Mike Hepler traveled from Boiling Springs to attend the seminar. His home is only about 2 miles from the newly expanded CWD Disease Management Area 2. He also hunts in Michaux State Forest, located in the DMA 2, which now includes most of Franklin County. The first and so far only deer in the county with CWD was discovered late last year in captive herd near Pond Bank. It was determined the deer had been brought from Fulton County a few months earlier. The closest wild deer with CWD also was from around McConnellsburg in Fulton County.
*** About the disease ***
CWD is believed to be a abnormal prion (protein disease infected particle) and is spread through bodily fluids like saliva, blood, feces, urine and milk.

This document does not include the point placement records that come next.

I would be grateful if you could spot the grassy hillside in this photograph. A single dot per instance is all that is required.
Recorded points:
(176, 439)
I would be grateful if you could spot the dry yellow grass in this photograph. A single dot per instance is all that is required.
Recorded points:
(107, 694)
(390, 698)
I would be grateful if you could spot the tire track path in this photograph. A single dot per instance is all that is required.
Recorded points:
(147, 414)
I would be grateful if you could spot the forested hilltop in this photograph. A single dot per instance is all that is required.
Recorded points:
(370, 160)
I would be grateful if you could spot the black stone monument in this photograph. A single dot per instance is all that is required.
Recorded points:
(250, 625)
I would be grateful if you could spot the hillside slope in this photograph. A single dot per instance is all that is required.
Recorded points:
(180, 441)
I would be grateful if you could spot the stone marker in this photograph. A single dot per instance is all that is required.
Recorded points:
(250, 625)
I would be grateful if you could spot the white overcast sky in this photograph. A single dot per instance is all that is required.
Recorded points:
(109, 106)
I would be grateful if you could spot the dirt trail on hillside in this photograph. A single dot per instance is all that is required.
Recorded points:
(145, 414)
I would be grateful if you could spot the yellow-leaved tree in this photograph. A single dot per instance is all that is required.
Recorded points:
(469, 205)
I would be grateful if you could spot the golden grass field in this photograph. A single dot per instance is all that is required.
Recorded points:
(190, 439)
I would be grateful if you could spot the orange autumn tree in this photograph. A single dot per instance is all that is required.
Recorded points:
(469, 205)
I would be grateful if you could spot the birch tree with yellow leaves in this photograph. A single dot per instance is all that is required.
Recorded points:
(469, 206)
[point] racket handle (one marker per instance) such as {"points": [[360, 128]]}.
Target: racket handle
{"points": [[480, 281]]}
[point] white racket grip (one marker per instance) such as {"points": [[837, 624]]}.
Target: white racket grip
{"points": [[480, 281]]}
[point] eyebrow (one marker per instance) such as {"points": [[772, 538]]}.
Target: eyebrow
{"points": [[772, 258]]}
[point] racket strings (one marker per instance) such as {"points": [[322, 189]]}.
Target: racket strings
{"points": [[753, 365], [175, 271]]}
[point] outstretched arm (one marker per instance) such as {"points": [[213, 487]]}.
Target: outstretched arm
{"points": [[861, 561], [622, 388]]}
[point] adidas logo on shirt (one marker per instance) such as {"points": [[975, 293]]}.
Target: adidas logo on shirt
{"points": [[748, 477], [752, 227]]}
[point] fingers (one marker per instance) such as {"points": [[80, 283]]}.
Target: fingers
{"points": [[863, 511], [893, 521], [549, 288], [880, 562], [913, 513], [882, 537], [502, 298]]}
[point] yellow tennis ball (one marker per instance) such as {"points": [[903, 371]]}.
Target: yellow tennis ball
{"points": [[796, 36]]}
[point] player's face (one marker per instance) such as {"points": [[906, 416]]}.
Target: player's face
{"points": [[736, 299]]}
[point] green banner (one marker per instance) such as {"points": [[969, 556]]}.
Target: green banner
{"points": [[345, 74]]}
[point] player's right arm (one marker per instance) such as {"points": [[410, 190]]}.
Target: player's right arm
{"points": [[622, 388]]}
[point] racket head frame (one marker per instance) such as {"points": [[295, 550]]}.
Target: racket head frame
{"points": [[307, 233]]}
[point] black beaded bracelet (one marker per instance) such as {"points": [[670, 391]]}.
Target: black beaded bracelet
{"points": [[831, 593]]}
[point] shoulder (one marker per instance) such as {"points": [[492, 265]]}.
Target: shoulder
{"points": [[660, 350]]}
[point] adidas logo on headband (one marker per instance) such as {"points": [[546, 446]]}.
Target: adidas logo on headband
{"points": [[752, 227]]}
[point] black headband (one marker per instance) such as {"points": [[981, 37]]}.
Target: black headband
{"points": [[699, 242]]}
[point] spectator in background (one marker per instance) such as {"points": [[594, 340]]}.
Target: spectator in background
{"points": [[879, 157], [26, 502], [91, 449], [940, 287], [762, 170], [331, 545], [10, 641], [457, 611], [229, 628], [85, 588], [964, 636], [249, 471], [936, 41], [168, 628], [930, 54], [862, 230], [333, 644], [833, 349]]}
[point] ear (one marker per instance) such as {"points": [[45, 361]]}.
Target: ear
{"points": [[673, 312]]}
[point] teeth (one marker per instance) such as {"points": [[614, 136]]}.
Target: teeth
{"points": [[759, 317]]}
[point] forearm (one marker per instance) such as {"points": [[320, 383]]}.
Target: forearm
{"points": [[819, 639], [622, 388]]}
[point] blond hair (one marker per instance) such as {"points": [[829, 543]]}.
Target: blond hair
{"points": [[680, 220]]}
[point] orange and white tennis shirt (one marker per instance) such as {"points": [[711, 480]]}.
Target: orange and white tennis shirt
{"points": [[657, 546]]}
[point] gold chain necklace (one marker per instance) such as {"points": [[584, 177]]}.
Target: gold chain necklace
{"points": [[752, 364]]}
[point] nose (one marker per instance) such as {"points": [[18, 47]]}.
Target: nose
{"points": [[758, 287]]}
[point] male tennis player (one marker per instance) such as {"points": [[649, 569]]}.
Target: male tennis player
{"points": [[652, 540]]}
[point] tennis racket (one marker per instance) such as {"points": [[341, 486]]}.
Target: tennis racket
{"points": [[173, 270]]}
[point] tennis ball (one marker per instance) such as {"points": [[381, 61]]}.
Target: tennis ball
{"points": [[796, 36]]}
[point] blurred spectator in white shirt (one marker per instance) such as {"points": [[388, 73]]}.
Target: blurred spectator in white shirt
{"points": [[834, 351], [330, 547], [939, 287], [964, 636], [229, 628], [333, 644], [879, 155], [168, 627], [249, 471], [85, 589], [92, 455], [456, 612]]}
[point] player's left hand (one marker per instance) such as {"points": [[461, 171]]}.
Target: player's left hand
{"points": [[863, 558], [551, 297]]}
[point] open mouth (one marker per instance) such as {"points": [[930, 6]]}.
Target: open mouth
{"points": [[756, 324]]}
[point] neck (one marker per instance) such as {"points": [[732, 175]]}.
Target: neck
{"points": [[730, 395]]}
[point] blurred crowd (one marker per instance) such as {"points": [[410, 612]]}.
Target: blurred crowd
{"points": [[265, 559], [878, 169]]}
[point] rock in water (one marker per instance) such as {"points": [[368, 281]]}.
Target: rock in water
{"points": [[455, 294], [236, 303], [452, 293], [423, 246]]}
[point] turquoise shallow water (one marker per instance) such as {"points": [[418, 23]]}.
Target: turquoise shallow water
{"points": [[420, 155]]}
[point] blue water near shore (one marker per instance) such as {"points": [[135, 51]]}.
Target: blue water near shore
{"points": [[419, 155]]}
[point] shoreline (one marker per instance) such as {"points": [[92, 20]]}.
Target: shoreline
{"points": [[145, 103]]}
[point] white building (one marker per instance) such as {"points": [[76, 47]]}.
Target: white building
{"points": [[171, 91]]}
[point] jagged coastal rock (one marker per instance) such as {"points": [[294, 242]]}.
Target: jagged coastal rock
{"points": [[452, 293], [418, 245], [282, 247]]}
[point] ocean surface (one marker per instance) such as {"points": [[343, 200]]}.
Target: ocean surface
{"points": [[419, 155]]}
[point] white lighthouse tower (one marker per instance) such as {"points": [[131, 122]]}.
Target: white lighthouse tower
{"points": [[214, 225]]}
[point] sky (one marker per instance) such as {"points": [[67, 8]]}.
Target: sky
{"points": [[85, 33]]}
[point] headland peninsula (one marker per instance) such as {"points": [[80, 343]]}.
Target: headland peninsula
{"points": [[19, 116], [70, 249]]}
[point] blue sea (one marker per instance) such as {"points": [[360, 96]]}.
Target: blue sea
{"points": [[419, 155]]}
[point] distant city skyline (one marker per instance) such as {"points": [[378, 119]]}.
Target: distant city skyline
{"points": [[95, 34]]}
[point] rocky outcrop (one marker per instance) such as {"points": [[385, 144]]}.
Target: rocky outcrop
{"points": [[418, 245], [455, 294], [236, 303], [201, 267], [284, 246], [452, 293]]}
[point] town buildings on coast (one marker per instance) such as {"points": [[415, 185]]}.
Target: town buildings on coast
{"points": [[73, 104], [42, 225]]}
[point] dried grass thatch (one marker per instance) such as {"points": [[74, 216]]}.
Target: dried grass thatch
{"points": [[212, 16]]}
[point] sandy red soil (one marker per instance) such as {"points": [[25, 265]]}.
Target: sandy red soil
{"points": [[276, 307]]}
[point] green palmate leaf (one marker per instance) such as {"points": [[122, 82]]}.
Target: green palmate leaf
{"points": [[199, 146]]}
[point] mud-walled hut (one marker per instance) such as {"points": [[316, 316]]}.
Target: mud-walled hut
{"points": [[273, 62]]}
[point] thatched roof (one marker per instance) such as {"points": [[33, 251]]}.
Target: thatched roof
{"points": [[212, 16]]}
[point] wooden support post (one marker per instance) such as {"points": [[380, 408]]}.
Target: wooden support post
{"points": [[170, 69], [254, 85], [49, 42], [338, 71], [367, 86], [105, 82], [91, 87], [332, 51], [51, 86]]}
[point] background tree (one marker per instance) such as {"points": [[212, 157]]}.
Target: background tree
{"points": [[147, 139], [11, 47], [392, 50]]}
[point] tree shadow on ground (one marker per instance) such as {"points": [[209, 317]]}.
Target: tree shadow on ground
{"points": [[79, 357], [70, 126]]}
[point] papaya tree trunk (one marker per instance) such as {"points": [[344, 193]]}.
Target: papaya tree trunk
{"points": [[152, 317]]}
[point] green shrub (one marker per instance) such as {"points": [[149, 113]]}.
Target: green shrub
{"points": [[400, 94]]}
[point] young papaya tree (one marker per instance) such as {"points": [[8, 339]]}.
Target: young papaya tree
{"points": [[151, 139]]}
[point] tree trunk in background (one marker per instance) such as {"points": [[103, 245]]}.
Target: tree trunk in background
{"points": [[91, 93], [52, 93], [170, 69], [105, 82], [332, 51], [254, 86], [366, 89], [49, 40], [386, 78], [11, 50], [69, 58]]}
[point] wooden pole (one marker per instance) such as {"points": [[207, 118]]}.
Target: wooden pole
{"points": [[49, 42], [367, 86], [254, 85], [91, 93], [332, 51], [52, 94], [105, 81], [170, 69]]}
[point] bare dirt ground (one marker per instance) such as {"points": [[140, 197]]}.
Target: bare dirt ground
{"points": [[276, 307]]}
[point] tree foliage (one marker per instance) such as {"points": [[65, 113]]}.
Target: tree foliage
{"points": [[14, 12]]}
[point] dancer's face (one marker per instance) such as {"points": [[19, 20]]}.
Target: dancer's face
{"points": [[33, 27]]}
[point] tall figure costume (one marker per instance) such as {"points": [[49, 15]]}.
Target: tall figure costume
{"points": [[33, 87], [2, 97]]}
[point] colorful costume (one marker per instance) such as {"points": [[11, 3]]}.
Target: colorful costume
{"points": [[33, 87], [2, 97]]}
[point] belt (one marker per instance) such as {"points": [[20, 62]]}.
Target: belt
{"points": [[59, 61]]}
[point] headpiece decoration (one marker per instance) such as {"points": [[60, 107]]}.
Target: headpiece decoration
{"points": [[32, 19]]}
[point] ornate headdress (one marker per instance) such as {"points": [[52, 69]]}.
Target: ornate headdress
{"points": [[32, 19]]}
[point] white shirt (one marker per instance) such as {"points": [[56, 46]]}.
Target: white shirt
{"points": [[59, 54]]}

It is concentrated in the brain, lymph nodes and spinal column.
“CWD rides in the back of a truck,” Laroche said, explaining people haul live animals or carcasses in their trucks.
Deer are in frequent contact with each other through rubbing, licking, eating and nursing. One preventive measure to keep them from having so much contact with one another is to ban the use of feeding and baiting. Also banned is the use of deer urine products and the transportation of high risk parts such as head and spinal column outside the DMA or bringing high risk parts from other areas or states. High risk parts should be placed in garbage bags for disposal in a landfill with a proper liner. Dumpsters also will be at three locations in Franklin County — two in Michaux State Forest and one on state gameland in Hamilton Township for carcasses. Although it is legal to leave them in the field, that is not preferred, according to Brad Myers, the game commission’s wildlife director for the south-central region.
Other steps are targeted removal and research. Sharpshooters can be brought in to kill deer in a specific area around where an animal with CWD has been found.
In Fulton County, Laroche gave the example of 30 deer being killed over a two-day period. Twenty-nine tested disease free and the one positive deer was incinerated. He said much of the meat went to Hunters Sharing the Harvest to help feed the needy. The game commission also is teaming up with Penn State on GPS tracking collars and other research.
The numbers and data are changing constantly, but Laroche believes the spread of the disease can be controlled or even rolled back.
“Other states suggest if you get on top of it, you can blink it out,” according to Laroche. On the other hand, he said it is a dire problem that if left untreated with have a catastrophic outcome.
Hunters are a key piece of the equation, providing surveillance in the woods.
“We need you out there, you’re our first line of defense in the landscape,” said Laroche, adding, “We’re trying to save deer hunting for your children and grandchildren.”
In areas where there higher incidences of CWD have been found — such as Fulton County, the game commission is placing collection boxes for deer heads during rifle season. Hunters should leave the ear tags attached and place the head in a box if they want it tested for CWD and arrangements have been made to get results quickly.
Asked about eating deer meat, Laroche said his comfort level would be OK for Franklin County, but if the deer was from an area where the CWD has been found more often, such as Roaring Spring, he would want it tested first.
“Pennsylvania is certainly trying to be proactive and we need your cooperation,” Schemel said as the seminar drew to a close.
The Pennsylvania Game Commission has a special section on its website — www.pgc.pa.gov — with a host of information as well as frequently asked questions about CWD.